I figured out a way to do all of these, but I realized that they were probably all flawed in some fundamental way. For example, changing dates after adding so much information was probably not a good practice, and option 3 is actually more logically flawed: there are some birthdates that happens even completely after the given service range. And option 4 would change the size of the dataset, and I wanted to have all rows stick throughout the entire process. 

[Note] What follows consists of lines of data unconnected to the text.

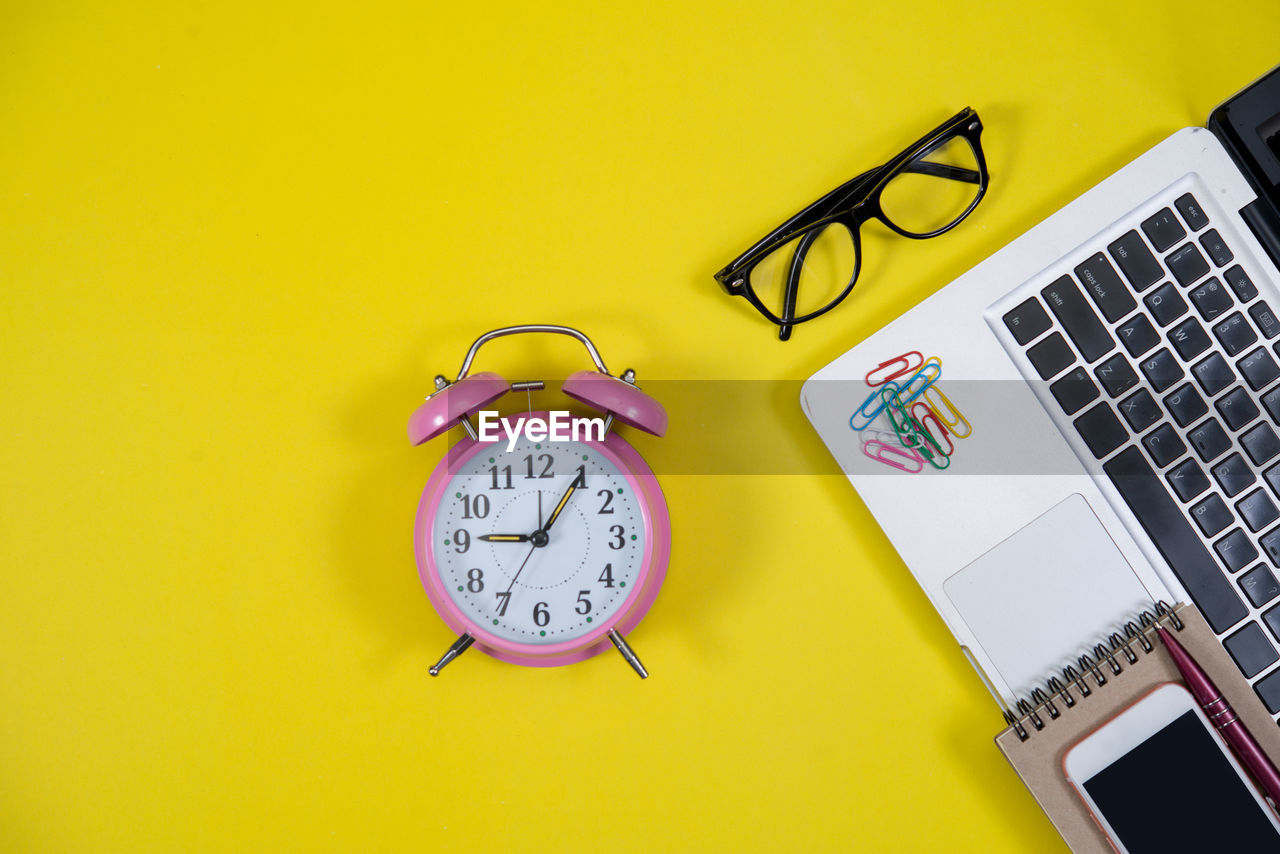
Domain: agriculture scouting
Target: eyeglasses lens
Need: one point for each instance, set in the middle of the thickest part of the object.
(935, 190)
(821, 263)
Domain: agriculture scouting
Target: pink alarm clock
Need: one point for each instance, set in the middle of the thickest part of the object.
(542, 537)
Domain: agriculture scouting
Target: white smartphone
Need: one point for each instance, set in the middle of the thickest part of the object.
(1157, 777)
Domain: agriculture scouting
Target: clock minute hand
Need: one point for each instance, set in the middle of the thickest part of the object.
(551, 520)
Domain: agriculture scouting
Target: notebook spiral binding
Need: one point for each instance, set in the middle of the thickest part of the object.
(1106, 657)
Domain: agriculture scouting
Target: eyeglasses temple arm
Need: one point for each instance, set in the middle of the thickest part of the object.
(942, 170)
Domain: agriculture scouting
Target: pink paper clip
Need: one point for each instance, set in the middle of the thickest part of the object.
(955, 419)
(937, 432)
(900, 365)
(895, 456)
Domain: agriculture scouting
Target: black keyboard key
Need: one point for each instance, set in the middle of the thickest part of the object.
(1210, 439)
(1101, 430)
(1189, 338)
(1162, 370)
(1269, 692)
(1234, 475)
(1214, 374)
(1185, 403)
(1237, 551)
(1028, 322)
(1272, 478)
(1261, 443)
(1080, 322)
(1211, 300)
(1251, 649)
(1192, 211)
(1187, 263)
(1164, 229)
(1136, 261)
(1074, 391)
(1175, 538)
(1139, 410)
(1271, 403)
(1164, 444)
(1265, 319)
(1101, 282)
(1260, 585)
(1165, 304)
(1137, 334)
(1187, 479)
(1257, 510)
(1051, 356)
(1237, 409)
(1258, 369)
(1235, 334)
(1271, 546)
(1216, 247)
(1116, 375)
(1211, 515)
(1240, 283)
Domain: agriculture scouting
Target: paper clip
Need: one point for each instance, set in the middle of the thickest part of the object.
(868, 418)
(880, 435)
(937, 435)
(906, 368)
(904, 425)
(952, 423)
(928, 374)
(895, 456)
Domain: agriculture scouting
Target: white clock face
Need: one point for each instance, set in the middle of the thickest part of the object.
(520, 579)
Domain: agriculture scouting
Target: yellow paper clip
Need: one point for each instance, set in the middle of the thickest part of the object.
(895, 368)
(956, 418)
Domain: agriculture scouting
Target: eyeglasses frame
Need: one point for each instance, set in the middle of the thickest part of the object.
(850, 205)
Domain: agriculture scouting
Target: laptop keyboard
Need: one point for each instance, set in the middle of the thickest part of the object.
(1160, 352)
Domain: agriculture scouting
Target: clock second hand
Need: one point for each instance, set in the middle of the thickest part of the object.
(539, 537)
(504, 598)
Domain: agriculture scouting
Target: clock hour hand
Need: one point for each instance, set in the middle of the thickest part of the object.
(504, 538)
(551, 520)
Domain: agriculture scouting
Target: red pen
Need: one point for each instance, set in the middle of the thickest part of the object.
(1225, 718)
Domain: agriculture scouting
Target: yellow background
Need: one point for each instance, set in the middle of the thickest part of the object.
(238, 240)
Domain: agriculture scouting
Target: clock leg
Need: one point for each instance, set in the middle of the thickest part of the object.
(627, 653)
(458, 647)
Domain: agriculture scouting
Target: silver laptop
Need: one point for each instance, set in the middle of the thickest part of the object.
(1119, 365)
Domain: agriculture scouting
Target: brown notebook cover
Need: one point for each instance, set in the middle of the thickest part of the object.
(1041, 735)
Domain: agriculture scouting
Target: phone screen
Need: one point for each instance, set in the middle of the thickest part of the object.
(1176, 791)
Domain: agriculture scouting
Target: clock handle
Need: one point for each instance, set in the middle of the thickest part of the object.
(627, 653)
(458, 647)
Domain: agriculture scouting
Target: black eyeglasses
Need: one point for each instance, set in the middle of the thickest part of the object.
(922, 192)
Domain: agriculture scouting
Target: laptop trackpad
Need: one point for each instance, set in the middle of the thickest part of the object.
(1047, 594)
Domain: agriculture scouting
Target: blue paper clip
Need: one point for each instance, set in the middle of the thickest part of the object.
(923, 378)
(868, 418)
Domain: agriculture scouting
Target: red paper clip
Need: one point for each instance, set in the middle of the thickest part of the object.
(904, 361)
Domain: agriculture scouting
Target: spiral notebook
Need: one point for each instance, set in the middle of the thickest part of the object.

Perhaps I could have had a fancy method as well to have NA information on those entries, but at that point, what's the difference between deleting those rows, i.e. not having them around in the first place. 

For those reasons, you've already seen what I ended up going with: I changed the range of valid birthdays so that we only include people that were born before the last recorded service day. This was probably the most obvious option, but I was just initially a bit afraid of straying too much from the specifications, but I just imagined if I were really working on a simulation like this for my own research, I probably wouldn't hesitate to do something like this.